By Margaux Williamson
(I watched this with my friend Sheila Heti late at night in a cabin in the woods. We projected it onto a wall with our make-shift entertainment system. We were under the shared assumption that it was possibly the most entertaining movie that we brought with us. Every 25 minutes or so Sheila would say, “I think maybe I’ve seen this before.”)
There is a ballet company. The Company is in Chicago. The director wears a yellow scarf. He calls people “baby” or sometimes “genius.” A “genius” comes from Canada to choreograph a new ballet, “The Blue Snake.” There is not enough money to make “The Blue Snake,” but the director (easy and charming) says he will find it. The dancers continue to practice and perform, sometimes in a mirrored studio and sometimes to an audience in the rain. Sometimes new dancers arrive, sometimes dancers quit. Some of the dancers live together in a crowded apartment because maybe they don’t get paid a lot. Ryan is one of the dancers. Ryan lives in a big apartment all alone, maybe because she works a night job as a waitress. One night after her nightshift, she plays pool by herself in a bar. James Franco watches her. He has come to the bar after his nightshift as a chef. He goes back to her apartment with her and makes her an omelet in the morning. Ryan’s family comes out to a lot of her performances. They are clearly supportive if not greatly responsible for her career as a dancer. No one talks much. Sometimes the dancers get injured. When one is injured, another ballet dancer takes his or her place. Ryan is in the spotlight after a few others have suffered injuries. Her spotlight is brief, injuring herself while dancing “The Blue Snake.” She’s okay about it, even smiling, and James Franco crosses the stage awkwardly to give her flowers, while the dancers bow after the performance is done. In the last scene, the dancers come out of the mouth of a giant head and dance around. The head looks wrathful and also a little bit like the company’s director.
The best part of the movie was during The Company’s “Christmas Roast” when the dancers, on a make-shift stage, dress as different members of The Company and act out skits representing scenarios that we have already seen. Although the skits were literal representations, they were loose and playful. It was kind of nice to remember that the dancers, like us, have witnessed the scenarios they were part of. Now they are making fun of one of the romantic dances that happened in a thunderstorm. Now they are making fun of the “genius from Canadia.” It made the rest of the movie seem even more starkly like real life – lacking in poetry and even in .. “representation.”

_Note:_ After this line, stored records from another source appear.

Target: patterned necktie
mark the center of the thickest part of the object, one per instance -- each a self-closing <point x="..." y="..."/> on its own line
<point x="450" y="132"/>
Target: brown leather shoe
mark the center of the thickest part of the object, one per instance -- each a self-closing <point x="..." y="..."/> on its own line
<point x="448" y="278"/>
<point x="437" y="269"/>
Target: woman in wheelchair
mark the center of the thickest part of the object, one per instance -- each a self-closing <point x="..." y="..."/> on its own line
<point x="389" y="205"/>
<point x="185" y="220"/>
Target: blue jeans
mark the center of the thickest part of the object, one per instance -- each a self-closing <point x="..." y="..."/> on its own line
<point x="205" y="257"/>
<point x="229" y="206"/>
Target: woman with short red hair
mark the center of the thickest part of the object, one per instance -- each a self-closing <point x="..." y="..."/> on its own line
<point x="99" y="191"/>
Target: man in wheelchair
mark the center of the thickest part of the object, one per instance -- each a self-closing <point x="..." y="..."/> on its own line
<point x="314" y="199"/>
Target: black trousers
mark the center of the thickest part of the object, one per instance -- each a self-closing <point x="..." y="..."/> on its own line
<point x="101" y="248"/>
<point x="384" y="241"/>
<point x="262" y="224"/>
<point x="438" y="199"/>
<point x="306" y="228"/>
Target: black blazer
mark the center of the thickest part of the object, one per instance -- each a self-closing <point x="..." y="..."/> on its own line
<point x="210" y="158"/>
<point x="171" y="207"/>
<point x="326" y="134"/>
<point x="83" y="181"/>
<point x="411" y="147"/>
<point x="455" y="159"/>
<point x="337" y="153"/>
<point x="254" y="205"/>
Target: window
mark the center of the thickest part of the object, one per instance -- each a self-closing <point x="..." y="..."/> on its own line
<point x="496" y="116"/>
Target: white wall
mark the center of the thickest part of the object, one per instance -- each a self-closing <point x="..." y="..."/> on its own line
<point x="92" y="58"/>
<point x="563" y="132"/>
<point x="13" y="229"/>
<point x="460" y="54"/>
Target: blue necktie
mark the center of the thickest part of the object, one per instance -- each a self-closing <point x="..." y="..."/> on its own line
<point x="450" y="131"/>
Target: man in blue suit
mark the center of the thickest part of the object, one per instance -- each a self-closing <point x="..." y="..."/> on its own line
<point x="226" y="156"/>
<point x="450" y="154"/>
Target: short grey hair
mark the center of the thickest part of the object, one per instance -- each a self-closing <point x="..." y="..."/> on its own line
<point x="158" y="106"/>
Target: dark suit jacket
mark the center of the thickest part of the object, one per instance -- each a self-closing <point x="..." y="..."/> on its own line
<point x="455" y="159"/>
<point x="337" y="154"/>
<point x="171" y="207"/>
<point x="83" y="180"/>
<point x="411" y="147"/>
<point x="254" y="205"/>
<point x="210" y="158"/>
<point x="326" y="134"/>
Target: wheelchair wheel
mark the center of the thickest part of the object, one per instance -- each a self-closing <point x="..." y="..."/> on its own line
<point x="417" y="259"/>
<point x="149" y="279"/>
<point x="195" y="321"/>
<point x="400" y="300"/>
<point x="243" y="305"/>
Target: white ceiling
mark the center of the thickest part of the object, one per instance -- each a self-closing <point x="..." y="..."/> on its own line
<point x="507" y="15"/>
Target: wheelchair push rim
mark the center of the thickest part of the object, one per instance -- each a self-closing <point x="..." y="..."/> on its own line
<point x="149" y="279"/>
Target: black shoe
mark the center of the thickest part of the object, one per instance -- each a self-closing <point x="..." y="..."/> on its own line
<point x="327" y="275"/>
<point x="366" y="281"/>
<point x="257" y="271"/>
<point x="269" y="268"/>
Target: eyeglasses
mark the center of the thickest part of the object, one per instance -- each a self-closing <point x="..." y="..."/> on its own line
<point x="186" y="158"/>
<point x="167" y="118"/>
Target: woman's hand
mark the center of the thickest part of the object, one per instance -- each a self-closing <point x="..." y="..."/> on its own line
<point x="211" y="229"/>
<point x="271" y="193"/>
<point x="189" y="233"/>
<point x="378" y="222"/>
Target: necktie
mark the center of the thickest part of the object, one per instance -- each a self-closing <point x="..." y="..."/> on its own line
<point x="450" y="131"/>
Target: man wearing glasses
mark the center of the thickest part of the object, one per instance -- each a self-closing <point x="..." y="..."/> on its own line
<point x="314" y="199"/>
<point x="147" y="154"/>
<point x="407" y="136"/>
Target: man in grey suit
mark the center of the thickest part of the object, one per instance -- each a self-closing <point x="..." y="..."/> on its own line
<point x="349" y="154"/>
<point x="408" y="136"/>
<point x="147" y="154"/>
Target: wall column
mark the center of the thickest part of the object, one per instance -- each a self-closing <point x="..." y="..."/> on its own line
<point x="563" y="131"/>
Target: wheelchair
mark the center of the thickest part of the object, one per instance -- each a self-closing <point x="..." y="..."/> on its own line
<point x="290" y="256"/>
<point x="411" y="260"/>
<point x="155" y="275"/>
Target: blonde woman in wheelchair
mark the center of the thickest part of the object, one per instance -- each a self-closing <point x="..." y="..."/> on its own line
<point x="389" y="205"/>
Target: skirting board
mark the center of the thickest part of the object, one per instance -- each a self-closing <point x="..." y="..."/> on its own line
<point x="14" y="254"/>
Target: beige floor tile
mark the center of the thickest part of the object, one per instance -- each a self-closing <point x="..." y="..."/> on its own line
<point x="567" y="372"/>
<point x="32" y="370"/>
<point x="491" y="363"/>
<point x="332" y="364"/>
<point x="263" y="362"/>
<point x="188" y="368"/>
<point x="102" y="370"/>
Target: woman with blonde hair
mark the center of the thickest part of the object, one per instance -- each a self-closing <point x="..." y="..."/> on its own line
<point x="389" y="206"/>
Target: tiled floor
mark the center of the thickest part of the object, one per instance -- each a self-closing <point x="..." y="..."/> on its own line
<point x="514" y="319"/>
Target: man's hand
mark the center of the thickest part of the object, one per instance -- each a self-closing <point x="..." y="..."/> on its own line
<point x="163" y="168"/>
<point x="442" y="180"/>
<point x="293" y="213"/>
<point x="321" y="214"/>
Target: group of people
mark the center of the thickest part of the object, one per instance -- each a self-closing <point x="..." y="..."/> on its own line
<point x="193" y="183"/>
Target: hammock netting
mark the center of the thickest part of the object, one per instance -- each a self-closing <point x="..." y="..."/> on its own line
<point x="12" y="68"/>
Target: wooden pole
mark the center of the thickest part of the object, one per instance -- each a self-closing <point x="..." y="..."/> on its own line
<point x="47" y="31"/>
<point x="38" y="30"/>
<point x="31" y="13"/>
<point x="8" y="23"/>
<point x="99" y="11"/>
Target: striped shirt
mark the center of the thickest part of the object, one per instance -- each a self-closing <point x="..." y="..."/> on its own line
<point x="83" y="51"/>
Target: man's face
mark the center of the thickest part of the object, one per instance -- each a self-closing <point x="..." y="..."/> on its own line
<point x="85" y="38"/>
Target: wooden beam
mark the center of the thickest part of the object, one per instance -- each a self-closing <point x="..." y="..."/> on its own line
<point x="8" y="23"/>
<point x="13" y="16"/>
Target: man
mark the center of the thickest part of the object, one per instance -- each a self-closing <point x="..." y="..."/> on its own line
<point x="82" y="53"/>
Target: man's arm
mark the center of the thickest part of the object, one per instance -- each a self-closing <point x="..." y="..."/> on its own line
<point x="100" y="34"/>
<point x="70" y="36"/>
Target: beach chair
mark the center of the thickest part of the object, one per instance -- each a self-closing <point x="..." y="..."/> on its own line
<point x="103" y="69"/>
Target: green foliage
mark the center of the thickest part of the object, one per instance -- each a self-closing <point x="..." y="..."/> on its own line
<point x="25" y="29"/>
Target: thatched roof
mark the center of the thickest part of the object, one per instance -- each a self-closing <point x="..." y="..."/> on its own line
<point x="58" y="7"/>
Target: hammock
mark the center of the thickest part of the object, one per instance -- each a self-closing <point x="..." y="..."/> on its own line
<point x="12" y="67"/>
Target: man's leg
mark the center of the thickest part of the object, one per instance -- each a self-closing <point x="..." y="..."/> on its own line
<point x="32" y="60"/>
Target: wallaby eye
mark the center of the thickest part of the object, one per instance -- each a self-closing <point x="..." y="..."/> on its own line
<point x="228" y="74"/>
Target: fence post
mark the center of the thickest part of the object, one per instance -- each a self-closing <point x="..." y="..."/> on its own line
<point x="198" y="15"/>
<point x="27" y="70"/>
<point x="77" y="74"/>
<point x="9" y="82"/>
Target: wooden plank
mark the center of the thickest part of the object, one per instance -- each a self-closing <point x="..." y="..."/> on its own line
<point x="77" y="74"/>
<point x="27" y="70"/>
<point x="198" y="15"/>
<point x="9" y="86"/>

It’s pretty interesting when a movie doesn’t work – when the poetry seems absent, the metaphors don’t resonate, when the art seems missing. It makes the movies that work seem like miracles. It’s especially interesting when a movie like this doesn’t work – a movie where the skill and craft and the director’s experience are all clearly on display.
Failure always seems to be an interesting part of good art. I guess it is easier to fall on your face if you happen to be reaching out far. Some failures are super interesting or easier to forgive than others, like: the bountiful missteps of Marlon Brando; the masterpieces of David Cronenberg that are aiming for the multiplex but end up at the cineforum; the David Lynch-like silence that sometimes follows David Lynch movies; the ambition in Sofia Coppola’s awkwardly revealing “Marie Antoinette” (though to be fair, I didn’t see the end because in the cinema in which I was watching it, the film caught on fire);the incaution in Woody Allen’s one-movie-a-year output (also often awkwardly revealing). Groping and searching and hubris always seem more generous than an immaculate career – more like contributions.
Nothing horrible is revealed in “The Company” other than the fact that it didn’t really work. I am guessing that a movie about an art system is a bigger challenge than a movie about a love affair. I guess at the end of “The Company” we are meant to see the giant head on stage as perhaps the art itself – spitting out dancers with broken bodies or failed or briefly glorious careers. It didn’t really resonate as it was supposed to, but I could see what the movie was maybe going for: art is as a merciless god, barely paying attention to the participants who offer their lives to it — some failing, some falling, some shining.
It’s okay, I think, as I gaze at the hand-painted ballet set, at the wrathful god’s wide-open mouth, projected onto the cottage wall (my friend half asleep beside me): It is only a god of the humans’ creation.